We use four performance metrics, i.e. sensitivity (Sn), specificity (Sp), accuracy (Acc), Matthews correlation coefficient (MCC) and the area under the ROC curve (AUC) to measure the prediction performance as compared to the other methods in the literature. The first four metrics are defined as follows:

$$Sn=\frac{TP}{TP+FN}$$
(21)
$$Sp=\frac{TN}{TN+FP}$$
(22)
$$Acc=\frac{TP+TN}{TP+TN+FP+FN}$$
(23)
$$MCC=\frac{(TP\times TN)-(FP\times FN)}{\sqrt{(TP+FP)\,(TP+FN)\,(TN+FP)\,(TN+FN)}}$$
(24)

where TP, FP, TN and FN represent the numbers of true positives, false positives, true negatives and false negatives, respectively. The set of metrics is valid only for the single-label systems. For the multi-label systems whose existence has become more frequent in system biology78,79 and system medicine41,55, a completely different set of metrics as defined in80 is needed. In this study, we also use the metrics receiver-operating characteristic curve (auROC) to assess the prediction performance. Its plots the true positive rate (sensitivity) against the false positive rate (1-specificity) at different threshold settings. A predictor with perfect classification has a ROC curve passing through the top left corner (100% sensitivity and 100% specificity). Therefore, the closer the ROC curve is to the top left corner, the better the overall performance of the predictor is. Thus, auROC is used as the primary measure to assess how well a predictor can distinguish between two classes.

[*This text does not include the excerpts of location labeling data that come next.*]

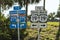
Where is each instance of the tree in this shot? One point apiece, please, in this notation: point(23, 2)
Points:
point(58, 15)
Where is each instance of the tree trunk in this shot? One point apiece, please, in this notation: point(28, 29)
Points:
point(26, 8)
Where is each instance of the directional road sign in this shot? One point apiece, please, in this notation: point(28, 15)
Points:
point(19, 14)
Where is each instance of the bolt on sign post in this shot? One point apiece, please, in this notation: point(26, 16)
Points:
point(18, 19)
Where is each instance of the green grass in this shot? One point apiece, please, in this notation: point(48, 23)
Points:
point(48, 33)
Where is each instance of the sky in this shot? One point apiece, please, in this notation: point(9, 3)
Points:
point(51, 6)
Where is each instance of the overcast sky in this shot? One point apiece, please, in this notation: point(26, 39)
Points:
point(51, 6)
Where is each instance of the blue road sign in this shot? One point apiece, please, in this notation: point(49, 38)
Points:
point(17, 7)
point(13, 19)
point(22, 12)
point(13, 26)
point(22, 25)
point(19, 12)
point(21, 16)
point(22, 19)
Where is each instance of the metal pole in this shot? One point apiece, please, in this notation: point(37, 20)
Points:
point(18, 26)
point(38, 33)
point(44, 4)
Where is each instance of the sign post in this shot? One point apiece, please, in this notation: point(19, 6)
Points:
point(17, 19)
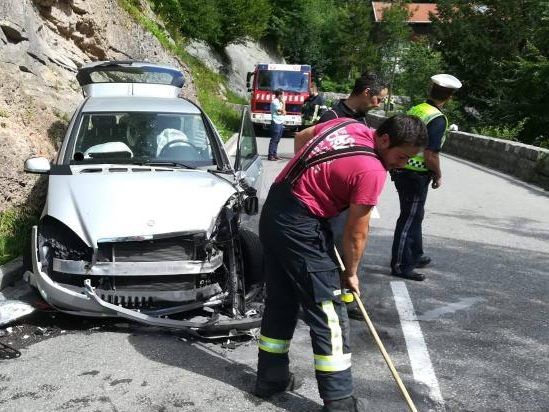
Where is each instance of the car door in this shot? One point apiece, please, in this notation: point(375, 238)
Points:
point(247, 157)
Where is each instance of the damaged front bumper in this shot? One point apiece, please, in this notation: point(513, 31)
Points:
point(88, 302)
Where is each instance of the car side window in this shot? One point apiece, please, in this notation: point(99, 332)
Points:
point(248, 145)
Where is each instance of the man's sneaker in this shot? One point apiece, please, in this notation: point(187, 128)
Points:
point(265, 389)
point(350, 404)
point(423, 261)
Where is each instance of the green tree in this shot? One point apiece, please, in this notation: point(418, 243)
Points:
point(499, 49)
point(394, 34)
point(417, 64)
point(356, 51)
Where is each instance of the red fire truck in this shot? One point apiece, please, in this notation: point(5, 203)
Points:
point(293, 79)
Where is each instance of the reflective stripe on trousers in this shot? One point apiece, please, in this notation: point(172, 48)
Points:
point(273, 345)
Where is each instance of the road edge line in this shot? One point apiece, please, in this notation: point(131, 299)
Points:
point(420, 361)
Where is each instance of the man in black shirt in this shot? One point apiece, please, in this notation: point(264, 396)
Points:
point(368, 93)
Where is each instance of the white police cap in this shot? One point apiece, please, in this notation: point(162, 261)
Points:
point(446, 80)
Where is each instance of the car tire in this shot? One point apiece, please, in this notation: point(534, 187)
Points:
point(252, 257)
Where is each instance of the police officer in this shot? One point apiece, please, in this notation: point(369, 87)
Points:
point(369, 91)
point(412, 182)
point(339, 164)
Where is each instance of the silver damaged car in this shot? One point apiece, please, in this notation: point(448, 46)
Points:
point(144, 206)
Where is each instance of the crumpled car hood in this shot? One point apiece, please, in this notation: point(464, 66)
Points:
point(107, 205)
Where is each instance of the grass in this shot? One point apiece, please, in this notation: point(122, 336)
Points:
point(225, 117)
point(15, 227)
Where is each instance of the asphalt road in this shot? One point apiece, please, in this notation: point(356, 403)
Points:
point(472, 337)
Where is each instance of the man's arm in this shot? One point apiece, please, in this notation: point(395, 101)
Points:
point(302, 137)
point(435, 130)
point(432, 161)
point(355, 239)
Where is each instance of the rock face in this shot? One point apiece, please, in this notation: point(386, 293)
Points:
point(238, 59)
point(42, 44)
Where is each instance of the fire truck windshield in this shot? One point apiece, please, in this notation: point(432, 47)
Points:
point(289, 81)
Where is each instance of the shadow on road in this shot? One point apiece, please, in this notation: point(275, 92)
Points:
point(209, 361)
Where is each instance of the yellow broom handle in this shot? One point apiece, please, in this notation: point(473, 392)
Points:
point(380, 346)
point(388, 360)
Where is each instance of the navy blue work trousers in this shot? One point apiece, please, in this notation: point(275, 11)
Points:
point(412, 188)
point(301, 271)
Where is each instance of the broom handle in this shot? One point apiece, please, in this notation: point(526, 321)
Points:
point(380, 346)
point(388, 360)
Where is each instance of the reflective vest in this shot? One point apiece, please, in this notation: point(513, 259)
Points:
point(426, 113)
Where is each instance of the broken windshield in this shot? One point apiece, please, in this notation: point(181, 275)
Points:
point(133, 137)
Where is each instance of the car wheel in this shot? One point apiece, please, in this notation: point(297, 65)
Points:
point(252, 257)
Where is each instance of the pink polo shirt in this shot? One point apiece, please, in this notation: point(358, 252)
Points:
point(330, 187)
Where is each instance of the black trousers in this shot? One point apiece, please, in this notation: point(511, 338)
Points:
point(407, 247)
point(301, 271)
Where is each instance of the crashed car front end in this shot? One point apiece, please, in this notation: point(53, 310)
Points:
point(162, 279)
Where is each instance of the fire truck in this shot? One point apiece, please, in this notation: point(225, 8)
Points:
point(293, 79)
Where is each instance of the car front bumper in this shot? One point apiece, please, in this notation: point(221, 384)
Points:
point(87, 302)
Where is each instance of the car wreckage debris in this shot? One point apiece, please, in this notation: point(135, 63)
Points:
point(8, 352)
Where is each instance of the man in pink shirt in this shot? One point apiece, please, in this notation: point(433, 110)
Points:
point(339, 164)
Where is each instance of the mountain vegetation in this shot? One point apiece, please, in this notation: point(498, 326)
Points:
point(498, 48)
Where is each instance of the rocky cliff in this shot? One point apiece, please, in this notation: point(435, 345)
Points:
point(42, 44)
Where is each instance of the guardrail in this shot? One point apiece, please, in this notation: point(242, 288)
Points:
point(526, 162)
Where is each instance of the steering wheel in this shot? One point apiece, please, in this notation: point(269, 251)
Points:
point(178, 141)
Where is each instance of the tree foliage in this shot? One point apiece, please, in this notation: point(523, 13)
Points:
point(218, 22)
point(499, 49)
point(417, 64)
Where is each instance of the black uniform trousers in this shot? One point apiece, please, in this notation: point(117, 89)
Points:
point(407, 247)
point(301, 270)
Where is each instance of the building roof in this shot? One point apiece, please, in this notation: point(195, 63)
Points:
point(419, 11)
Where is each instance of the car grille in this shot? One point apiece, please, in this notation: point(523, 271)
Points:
point(188, 247)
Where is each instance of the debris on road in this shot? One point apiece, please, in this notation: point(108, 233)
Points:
point(8, 352)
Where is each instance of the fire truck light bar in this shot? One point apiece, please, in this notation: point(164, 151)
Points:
point(285, 67)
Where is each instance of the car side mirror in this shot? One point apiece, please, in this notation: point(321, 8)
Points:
point(251, 205)
point(37, 165)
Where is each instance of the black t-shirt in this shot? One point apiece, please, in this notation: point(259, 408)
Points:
point(340, 109)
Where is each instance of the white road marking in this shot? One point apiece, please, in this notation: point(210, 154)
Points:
point(417, 350)
point(450, 308)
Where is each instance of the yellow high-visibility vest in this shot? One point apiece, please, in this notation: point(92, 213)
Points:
point(426, 113)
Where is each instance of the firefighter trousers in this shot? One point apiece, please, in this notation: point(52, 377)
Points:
point(301, 271)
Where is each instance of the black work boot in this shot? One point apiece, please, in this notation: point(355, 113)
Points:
point(350, 404)
point(265, 389)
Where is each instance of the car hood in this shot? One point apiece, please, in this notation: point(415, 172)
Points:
point(107, 205)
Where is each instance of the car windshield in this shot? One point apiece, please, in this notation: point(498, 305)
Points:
point(163, 138)
point(291, 81)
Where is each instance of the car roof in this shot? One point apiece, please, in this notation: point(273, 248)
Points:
point(139, 104)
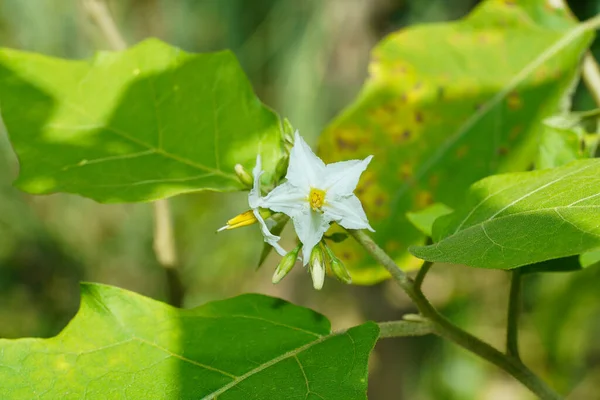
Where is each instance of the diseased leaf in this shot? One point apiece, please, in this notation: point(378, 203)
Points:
point(123, 345)
point(561, 142)
point(423, 220)
point(517, 219)
point(437, 127)
point(143, 124)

Data and Material Availability

All the data and materials used in this paper are available at: http://brl.uiu.ac.bd/iDNAProt-ES/.

Conclusion

In this paper, we present iDNAProt-ES, a novel prediction method for identification of DNA-binding proteins. We have used evolutionary and structural features for the classification extracted from PSSM files and SPD files generated by PSI-BLAST and SPIDER2, respectively. We also used recursive feature elimination to select an optimal set of features. The final model for prediction was developed using Support Vector Machine (SVM) with linear kernel. iDNAProt-ES was tested on a standard benchmark dataset and an independent dataset and achieved significantly improved results on both of the datasets. The method is freely available for use at: http://brl.uiu.ac.bd/iDNAProt-ES/.

The superiority of iDNAProt-ES was clearly noticeable in the experiments done in this study. In future, we wish to update the prediction method by incorporating an enhanced dataset. For practical application, as pointed out previously21, a key issue is that the number of non-DNA-binding proteins are much higher than that of DNA-binding proteins. Therefore, an enhanced dataset with balancing methods could further enhance the performance of the predictor.